Léo Lins foi condenado por discursos de ódio travestidos de piada. Riu de vítimas da Boate Kiss, zombou de uma grávida, de um bebê, de pessoas com deficiência, de indígenas e outros grupos historicamente oprimidos. Para Rafinha, tudo isso se equipara ao fato de Adriana Esteves interpretar Carminha em Avenida Brasil, Matheus Solano viver Félix em Amor à Vida e Débora Bloch estar no ar como Odete Roitman no remake de Vale Tudo. Sim, foi esse o nível da “argumentação”.
No vídeo, Rafinha escarnece:
“Um artista não pode se utilizar da tal da arte para praticar crimes. Concordo completamente com essa punição.”

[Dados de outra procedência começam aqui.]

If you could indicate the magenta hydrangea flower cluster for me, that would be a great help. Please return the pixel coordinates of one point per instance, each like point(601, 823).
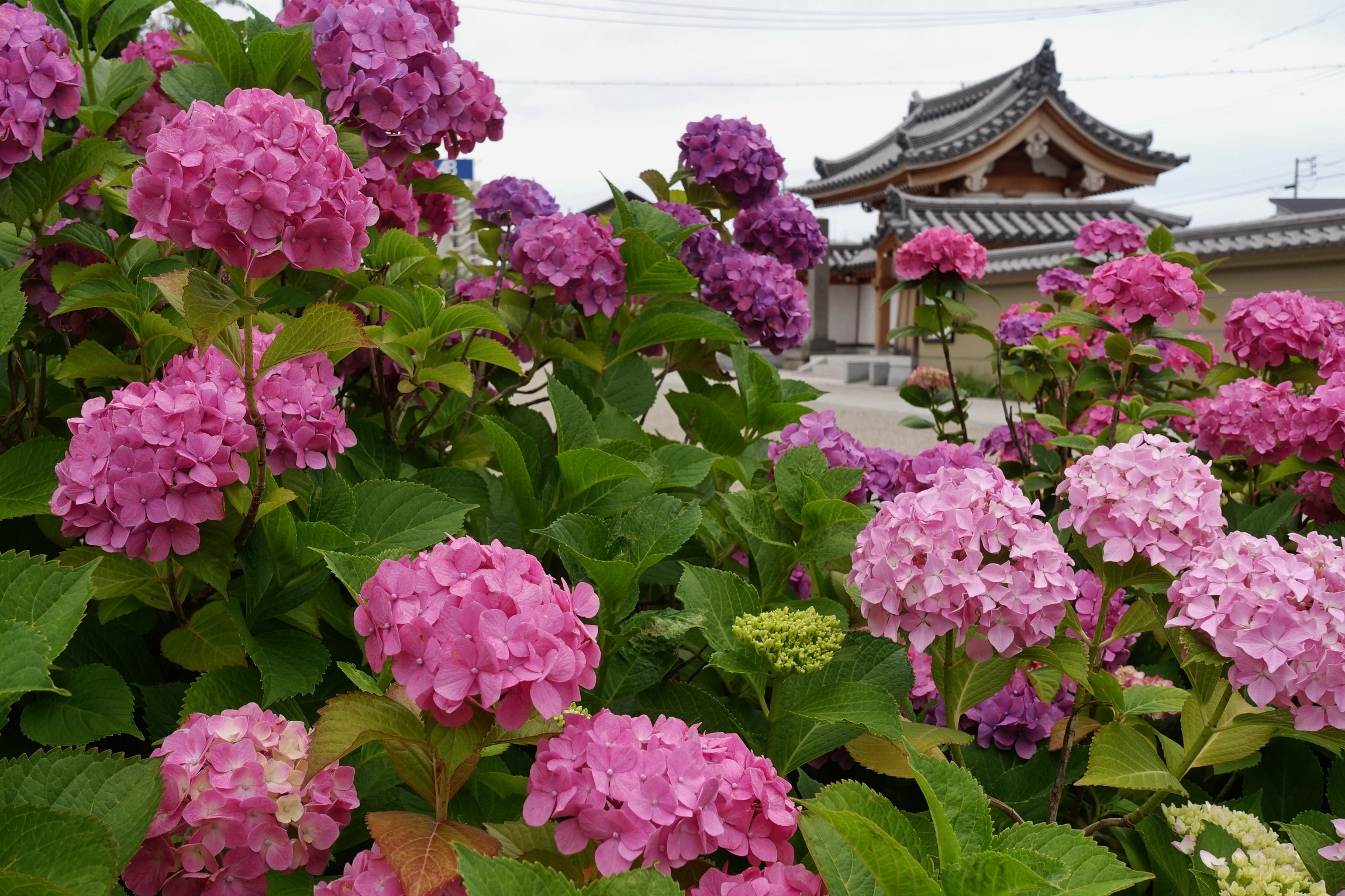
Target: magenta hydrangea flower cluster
point(147, 468)
point(785, 227)
point(510, 200)
point(1249, 417)
point(260, 181)
point(1000, 444)
point(236, 805)
point(39, 79)
point(761, 295)
point(1148, 496)
point(658, 791)
point(471, 625)
point(1087, 605)
point(577, 255)
point(777, 879)
point(1109, 236)
point(942, 249)
point(920, 566)
point(1061, 280)
point(1272, 613)
point(1141, 286)
point(734, 155)
point(1269, 328)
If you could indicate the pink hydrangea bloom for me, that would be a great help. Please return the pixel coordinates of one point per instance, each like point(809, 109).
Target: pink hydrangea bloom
point(761, 295)
point(658, 791)
point(782, 226)
point(1145, 286)
point(1087, 606)
point(920, 566)
point(156, 49)
point(146, 468)
point(236, 805)
point(702, 248)
point(577, 255)
point(260, 181)
point(1267, 328)
point(479, 625)
point(942, 249)
point(39, 79)
point(512, 200)
point(1061, 280)
point(1249, 417)
point(733, 155)
point(1148, 496)
point(777, 879)
point(1109, 236)
point(1275, 615)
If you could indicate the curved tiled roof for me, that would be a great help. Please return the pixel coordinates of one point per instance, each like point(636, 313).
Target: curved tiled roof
point(962, 122)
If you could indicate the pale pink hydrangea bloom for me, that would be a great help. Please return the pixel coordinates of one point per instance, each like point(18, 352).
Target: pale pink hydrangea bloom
point(1148, 496)
point(479, 625)
point(1269, 328)
point(1145, 286)
point(260, 181)
point(660, 791)
point(236, 805)
point(1109, 236)
point(39, 79)
point(146, 468)
point(577, 255)
point(1249, 417)
point(777, 879)
point(920, 566)
point(942, 249)
point(1275, 614)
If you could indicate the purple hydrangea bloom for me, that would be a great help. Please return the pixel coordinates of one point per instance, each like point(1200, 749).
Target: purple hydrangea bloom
point(513, 199)
point(702, 248)
point(1061, 278)
point(785, 227)
point(733, 155)
point(761, 295)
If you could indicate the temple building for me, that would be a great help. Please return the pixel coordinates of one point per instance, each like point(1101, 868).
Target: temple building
point(1021, 167)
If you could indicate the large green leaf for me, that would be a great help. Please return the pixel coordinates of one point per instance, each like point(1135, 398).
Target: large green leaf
point(70, 849)
point(27, 476)
point(400, 518)
point(100, 705)
point(122, 791)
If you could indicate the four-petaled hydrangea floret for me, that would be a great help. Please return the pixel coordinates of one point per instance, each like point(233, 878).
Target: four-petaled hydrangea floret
point(969, 555)
point(1109, 236)
point(942, 249)
point(733, 155)
point(1141, 286)
point(785, 227)
point(1148, 496)
point(512, 200)
point(661, 793)
point(577, 255)
point(471, 625)
point(39, 79)
point(1263, 864)
point(240, 800)
point(777, 879)
point(260, 181)
point(792, 641)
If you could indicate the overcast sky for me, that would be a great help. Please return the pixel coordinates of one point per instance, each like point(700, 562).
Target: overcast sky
point(1242, 131)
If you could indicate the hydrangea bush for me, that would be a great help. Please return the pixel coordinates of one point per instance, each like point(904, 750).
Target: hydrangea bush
point(337, 561)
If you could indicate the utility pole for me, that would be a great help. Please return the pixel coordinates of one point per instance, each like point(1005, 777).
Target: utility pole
point(1310, 164)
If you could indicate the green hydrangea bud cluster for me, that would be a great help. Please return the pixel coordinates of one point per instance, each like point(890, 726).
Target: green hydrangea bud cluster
point(1265, 867)
point(791, 640)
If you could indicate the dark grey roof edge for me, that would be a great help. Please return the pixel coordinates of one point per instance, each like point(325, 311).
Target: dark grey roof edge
point(1282, 233)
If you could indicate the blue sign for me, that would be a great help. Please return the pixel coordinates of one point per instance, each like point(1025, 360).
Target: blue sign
point(460, 167)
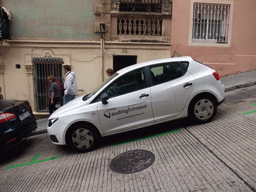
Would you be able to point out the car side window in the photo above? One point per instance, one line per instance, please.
(168, 71)
(132, 81)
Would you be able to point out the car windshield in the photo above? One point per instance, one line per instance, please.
(87, 96)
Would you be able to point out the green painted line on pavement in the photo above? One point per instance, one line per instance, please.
(157, 135)
(33, 161)
(250, 112)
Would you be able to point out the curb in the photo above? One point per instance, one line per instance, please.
(239, 86)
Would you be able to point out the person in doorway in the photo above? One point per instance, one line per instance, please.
(54, 94)
(70, 85)
(1, 96)
(110, 72)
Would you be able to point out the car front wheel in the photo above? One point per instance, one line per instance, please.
(82, 138)
(203, 109)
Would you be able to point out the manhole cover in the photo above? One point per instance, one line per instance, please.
(132, 161)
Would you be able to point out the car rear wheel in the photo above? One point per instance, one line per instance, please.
(203, 109)
(82, 138)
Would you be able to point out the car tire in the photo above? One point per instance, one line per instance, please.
(203, 109)
(82, 138)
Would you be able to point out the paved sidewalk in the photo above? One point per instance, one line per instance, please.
(239, 80)
(230, 82)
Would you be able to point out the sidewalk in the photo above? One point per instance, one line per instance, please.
(230, 82)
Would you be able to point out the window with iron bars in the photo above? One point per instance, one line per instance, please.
(141, 6)
(210, 23)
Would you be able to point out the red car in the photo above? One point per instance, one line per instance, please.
(16, 122)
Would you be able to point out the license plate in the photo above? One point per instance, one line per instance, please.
(24, 115)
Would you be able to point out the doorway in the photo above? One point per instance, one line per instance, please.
(121, 61)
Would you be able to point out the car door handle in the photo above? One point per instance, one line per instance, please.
(187, 85)
(144, 95)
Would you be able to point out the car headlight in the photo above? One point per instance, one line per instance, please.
(52, 121)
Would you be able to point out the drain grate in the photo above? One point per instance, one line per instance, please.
(132, 161)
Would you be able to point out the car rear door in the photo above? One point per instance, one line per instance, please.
(172, 85)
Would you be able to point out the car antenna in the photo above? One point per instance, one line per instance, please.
(175, 50)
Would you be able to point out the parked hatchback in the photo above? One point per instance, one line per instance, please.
(137, 96)
(16, 122)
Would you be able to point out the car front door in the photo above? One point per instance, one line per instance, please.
(129, 104)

Em seguida, passa a listar atores e atrizes que, segundo ele, também deveriam ir para a cadeia, por crimes fictícios de personagens da dramaturgia. A confusão entre ficção e realidade não é apenas absurda — é perigosa.
A comparação ignora o óbvio: atores interpretam roteiros em obras de ficção. Humoristas também podem fazer isso — mas quando suas falas reforçam preconceitos, atacam pessoas reais e grupos vulneráveis, o debate ultrapassa os limites do palco. O caso de Léo Lins chegou à Justiça porque houve vítimas reais atingidas por suas “piadas”, que circularam amplamente nas redes sociais e serviram como munição para discursos de ódio.
Um internauta sintetizou bem o disparate:
“O meu cachorro aqui, o Ozzy, sabe que uma novela é uma encenação. O Léo Lins estava apenas ‘encenando’, era só ‘teatro’? Mas você, Rafinha, que foi condenado por falar de um bebê e de uma mulher grávida, deveria desconfiar que não é bem assim.”
A diferença entre ficção e discurso público não é sutil. Quando uma novela mostra uma vilã abandonando uma criança no lixão, não está promovendo o abandono infantil. Quando Léo Lins zomba da tragédia da Boate Kiss, em que 242 pessoas morreram queimadas e asfixiadas, não se trata de uma personagem malvada, mas de um ataque à memória de vítimas reais e à dor de pais que nunca conseguiram seguir adiante.
A defesa de Rafinha Bastos tenta colocar tudo no mesmo balaio: atuação, piada, crime e liberdade de expressão. Mas o humor tem responsabilidade — especialmente quando se apresenta como canal de crítica social. Há piadas que questionam o poder, e há piadas que reforçam o poder esmagando os vulneráveis. Léo Lins escolheu a segunda via. E foi condenado por isso.
Dizer que “é só uma piada” é a desculpa predileta de quem normaliza o intolerável. Hitler, aliás, também usava o humor — cínico, cruel, instrumental — para desumanizar e intimidar. O que Léo Lins fez, e o que Rafinha tenta justificar, não é uma anedota inocente. É uma prática que contribui para a banalização do preconceito como entretenimento.
Baita arte, num país em que os abusos sexuais de vulneráveis é absurdamente gigante e praticado principalmente, por familiares ele fazer piada com isso é tirar aplausos. Isso aqui é crime, vamos chamar pelo nome que tem que ser chamado. pic.twitter.com/HZzkyWaXJl
— Ivan Vieira (@ivanvieira_5) June 4, 2025
Léo Lins vai recorrer. É possível que a sentença seja revista. Mas o recado está dado: humor que ataca a dignidade humana e se esconde sob o disfarce da comédia pode sim ultrapassar os limites da liberdade de expressão. Pode ser crime.